Contrast with Captain Beatty's speech from Ray Bradbury's Fahrenheit 451 and you will find my concerns: "Then, in the twentieth century, speed up your camera. Books cut shorter. Condensations. Digests. Tabloids. Everything boils down to the gag, the snap ending...Classics cut to fit fifteen-minute radio shows, then cut again to fill a two-minute book column, winding up at last as a ten- or twelve-line dictionary resume... Do you see? Out of the nursery into the college and back to the nursery; there's your intellectual pattern, for the past five centuries or more... Speed up the film, Montag, quick. Click, pic, look, eye, now, flick, here, there, swift, pace, up, down, in, out, why, how, who, what, where, eh? Uh! Bang! Smack! Wallop, bing, bong, boom! Digest-digests, digest-digest-digests. Politics? One column, two sentences, a headline! Then, in midair, all vanishes! Whirl man's mind around about so fast under the pumping hands of publishers, exploiters, broadcasters that the centrifuge flings off all unnecessary, time-wasting thought!" 

That sounds so, so eerily similar, the casually arrogant, impishly impatient quote of (pause a moment to let me look this up, because Shields sure as hell won't do it for me) ha! Shields himself! I am validated--Shields' quote to the classic dystopia of Ray Bradbury's invention. Everything boiled down to the snap close, the meaning right out there in the open, without all that annoying buildup--and yet, I would posit, doesn't that kind of invalidate the meaning? Food for thought right there.

But why am I getting so very, very exercised about this? These quotes were, after all, taken not from me, but from other authors. It is they who have to feel the itchy welt of Shields' parasite proboscis. And yet I, too, am a writer, or I intend to be one. I'm working on stuff that I hope to see published within the next few years, and it galls me to the bone to think that someone like Shields could simply come by and, willy-nilly and without asking my permission, hack off some particularly nice bit of prose from here or some poetic invention from there, stuff that I put in the time and effort and bloodsweatandtears to invent, and he did not.
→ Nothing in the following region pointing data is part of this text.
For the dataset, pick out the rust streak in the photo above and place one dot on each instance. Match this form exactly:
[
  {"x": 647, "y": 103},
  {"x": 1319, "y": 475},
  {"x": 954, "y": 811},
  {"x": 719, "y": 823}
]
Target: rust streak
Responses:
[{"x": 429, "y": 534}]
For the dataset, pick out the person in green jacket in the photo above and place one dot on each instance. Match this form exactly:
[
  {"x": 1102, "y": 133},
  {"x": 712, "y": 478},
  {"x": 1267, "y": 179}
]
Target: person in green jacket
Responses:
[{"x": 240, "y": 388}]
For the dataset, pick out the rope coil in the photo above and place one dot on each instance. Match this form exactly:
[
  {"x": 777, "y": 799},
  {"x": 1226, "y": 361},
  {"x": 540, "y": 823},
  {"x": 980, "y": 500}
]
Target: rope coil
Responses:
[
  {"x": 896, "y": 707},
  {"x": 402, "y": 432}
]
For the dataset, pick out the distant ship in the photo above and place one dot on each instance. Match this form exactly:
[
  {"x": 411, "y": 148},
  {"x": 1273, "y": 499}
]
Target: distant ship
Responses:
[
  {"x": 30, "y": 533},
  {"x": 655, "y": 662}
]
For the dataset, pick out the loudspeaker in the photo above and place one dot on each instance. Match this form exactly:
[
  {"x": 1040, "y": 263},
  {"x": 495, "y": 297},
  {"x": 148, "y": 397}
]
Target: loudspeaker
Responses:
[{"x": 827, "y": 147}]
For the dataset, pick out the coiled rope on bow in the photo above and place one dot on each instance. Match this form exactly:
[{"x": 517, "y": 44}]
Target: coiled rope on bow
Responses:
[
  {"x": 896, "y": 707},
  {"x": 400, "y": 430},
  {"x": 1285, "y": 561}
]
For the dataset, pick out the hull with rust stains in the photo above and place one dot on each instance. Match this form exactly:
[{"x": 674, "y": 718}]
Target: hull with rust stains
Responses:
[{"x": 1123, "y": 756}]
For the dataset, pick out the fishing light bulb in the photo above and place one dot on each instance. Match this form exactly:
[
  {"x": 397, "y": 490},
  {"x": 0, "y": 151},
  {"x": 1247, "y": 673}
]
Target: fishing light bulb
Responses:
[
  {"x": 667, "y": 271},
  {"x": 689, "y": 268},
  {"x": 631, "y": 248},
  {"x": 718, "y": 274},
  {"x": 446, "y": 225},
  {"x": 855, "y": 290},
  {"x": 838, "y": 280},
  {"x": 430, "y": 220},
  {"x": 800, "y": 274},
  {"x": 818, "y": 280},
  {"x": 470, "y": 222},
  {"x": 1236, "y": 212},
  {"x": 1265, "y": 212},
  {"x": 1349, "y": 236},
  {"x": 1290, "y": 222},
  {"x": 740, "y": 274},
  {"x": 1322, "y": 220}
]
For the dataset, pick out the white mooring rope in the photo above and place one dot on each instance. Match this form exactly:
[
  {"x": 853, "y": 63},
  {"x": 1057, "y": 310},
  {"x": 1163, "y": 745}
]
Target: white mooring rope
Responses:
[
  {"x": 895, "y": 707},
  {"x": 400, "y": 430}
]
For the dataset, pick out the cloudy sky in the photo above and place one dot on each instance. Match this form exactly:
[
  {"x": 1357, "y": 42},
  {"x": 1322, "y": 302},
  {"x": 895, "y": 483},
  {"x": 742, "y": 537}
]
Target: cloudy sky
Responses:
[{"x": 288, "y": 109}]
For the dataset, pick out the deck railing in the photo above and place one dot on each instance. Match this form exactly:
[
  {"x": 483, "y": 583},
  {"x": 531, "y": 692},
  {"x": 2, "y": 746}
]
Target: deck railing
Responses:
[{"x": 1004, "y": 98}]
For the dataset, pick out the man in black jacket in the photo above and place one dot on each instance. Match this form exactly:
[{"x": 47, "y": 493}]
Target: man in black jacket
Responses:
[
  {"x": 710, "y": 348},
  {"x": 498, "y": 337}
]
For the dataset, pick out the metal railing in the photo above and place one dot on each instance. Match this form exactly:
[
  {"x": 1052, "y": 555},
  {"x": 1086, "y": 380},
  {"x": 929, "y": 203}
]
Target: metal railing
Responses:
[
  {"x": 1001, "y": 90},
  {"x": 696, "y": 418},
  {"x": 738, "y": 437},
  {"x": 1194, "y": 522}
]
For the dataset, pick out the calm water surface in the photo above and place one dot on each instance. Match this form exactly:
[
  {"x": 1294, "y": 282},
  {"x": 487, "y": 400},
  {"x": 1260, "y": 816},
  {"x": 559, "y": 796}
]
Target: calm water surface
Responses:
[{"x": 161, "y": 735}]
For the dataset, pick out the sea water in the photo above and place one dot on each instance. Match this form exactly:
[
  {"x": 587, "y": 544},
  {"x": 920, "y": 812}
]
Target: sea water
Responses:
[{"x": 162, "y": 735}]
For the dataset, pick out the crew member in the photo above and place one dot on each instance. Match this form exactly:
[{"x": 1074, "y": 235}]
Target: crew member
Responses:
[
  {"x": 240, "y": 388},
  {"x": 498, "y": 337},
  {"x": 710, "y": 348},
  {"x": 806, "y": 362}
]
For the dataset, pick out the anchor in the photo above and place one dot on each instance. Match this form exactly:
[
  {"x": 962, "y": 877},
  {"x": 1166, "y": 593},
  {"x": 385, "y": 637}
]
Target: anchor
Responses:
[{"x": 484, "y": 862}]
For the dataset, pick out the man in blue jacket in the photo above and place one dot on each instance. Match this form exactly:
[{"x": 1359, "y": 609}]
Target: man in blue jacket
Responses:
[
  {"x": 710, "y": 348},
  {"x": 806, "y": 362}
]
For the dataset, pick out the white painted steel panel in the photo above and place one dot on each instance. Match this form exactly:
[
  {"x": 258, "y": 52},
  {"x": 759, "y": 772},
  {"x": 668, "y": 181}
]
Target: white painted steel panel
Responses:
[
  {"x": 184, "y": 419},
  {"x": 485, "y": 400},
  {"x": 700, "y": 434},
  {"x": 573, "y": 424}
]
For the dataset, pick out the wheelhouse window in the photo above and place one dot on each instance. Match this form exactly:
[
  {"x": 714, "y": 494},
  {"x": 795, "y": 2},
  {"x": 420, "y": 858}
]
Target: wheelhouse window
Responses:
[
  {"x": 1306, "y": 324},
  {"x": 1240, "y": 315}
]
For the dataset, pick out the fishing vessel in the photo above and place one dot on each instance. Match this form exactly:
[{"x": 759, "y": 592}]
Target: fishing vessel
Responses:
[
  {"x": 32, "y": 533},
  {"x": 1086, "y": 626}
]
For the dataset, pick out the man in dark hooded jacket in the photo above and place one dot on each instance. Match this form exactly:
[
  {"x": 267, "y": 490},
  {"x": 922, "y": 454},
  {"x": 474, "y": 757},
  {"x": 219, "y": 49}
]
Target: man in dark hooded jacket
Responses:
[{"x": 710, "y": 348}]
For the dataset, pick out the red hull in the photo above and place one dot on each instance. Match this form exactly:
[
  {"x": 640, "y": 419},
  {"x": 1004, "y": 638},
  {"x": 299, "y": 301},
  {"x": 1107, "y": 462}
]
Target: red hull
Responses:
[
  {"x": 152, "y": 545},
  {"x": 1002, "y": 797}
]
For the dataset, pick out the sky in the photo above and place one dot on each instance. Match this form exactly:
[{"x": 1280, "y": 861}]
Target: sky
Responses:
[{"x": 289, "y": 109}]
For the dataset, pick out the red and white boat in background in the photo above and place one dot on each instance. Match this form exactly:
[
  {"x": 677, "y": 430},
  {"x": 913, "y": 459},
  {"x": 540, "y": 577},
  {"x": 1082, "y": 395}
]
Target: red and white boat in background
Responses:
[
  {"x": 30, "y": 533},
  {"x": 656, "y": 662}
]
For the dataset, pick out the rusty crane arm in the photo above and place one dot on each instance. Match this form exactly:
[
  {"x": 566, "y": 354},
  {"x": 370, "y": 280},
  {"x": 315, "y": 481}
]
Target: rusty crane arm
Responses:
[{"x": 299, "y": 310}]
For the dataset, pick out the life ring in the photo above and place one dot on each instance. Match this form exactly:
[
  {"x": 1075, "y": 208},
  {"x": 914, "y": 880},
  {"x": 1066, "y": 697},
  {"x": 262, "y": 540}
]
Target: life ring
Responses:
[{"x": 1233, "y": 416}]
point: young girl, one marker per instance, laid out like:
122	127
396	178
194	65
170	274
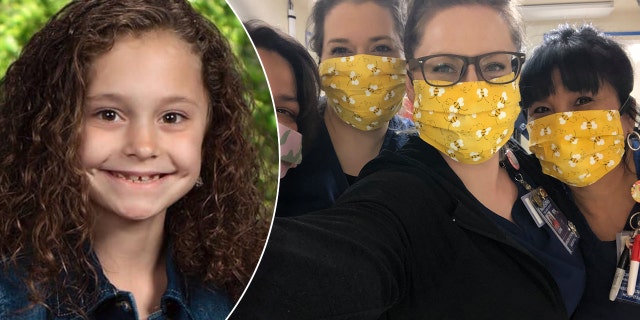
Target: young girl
127	180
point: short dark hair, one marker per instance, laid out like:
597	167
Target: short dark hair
322	7
305	72
585	59
421	11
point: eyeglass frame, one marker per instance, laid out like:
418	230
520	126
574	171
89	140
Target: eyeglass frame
415	63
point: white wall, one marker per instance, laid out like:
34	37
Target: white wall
624	18
274	12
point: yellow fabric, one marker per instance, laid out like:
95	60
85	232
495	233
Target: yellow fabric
578	148
364	90
468	121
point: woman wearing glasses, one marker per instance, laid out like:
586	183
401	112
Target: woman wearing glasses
437	230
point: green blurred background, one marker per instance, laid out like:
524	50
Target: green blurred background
19	19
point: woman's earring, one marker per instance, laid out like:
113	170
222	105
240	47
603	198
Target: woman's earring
633	140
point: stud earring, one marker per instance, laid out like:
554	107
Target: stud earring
633	140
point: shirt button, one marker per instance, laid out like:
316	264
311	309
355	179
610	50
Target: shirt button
124	305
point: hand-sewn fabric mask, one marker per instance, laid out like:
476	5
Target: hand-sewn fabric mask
290	149
580	147
468	121
364	90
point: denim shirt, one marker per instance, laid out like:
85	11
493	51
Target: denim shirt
184	299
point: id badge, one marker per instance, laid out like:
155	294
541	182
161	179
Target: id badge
621	239
544	211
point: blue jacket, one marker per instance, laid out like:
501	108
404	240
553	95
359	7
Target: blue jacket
184	299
Yes, I had my influences--these I will acknowledge. But I did NOT--in fact made every effort NOT to--copy from them wholesale. I took what they wrote, mashed it together, and put my own spin on it--and that is the difference between me and Shields' collage "artistry." In the end, you are only taking bits and shards of what others have written (or painted, or photographed, or whatever) and fitting them together in different ways. The invention you do there is minimal. If you are putting a puzzle together in the way it was not meant to fit, you aren't creating a new puzzle--you're simply arranging the pieces in a different way. Maybe some of the pieces of my puzzle bear resemblances to other writers, but none of them are exactly the same. Where they paint the sky blue, I paint it purple. My flowers are more important to the puzzle than theirs, and they are violets as opposed to daisies. Shields has simply put the daisies in the sky and the blue on the ground. 

But it's more than all this logicking can explain, honestly. To see Shields take a quote of mine (yeah, some of you are thinking, I should be so lucky) would be like watching him hack off a piece of my child--the one I had sweated and screamed out into the world--and being powerless to stop it, because the weight of the world is on Shields' side, telling me I have no right to try, because, after all, ideas can't be copyrighted.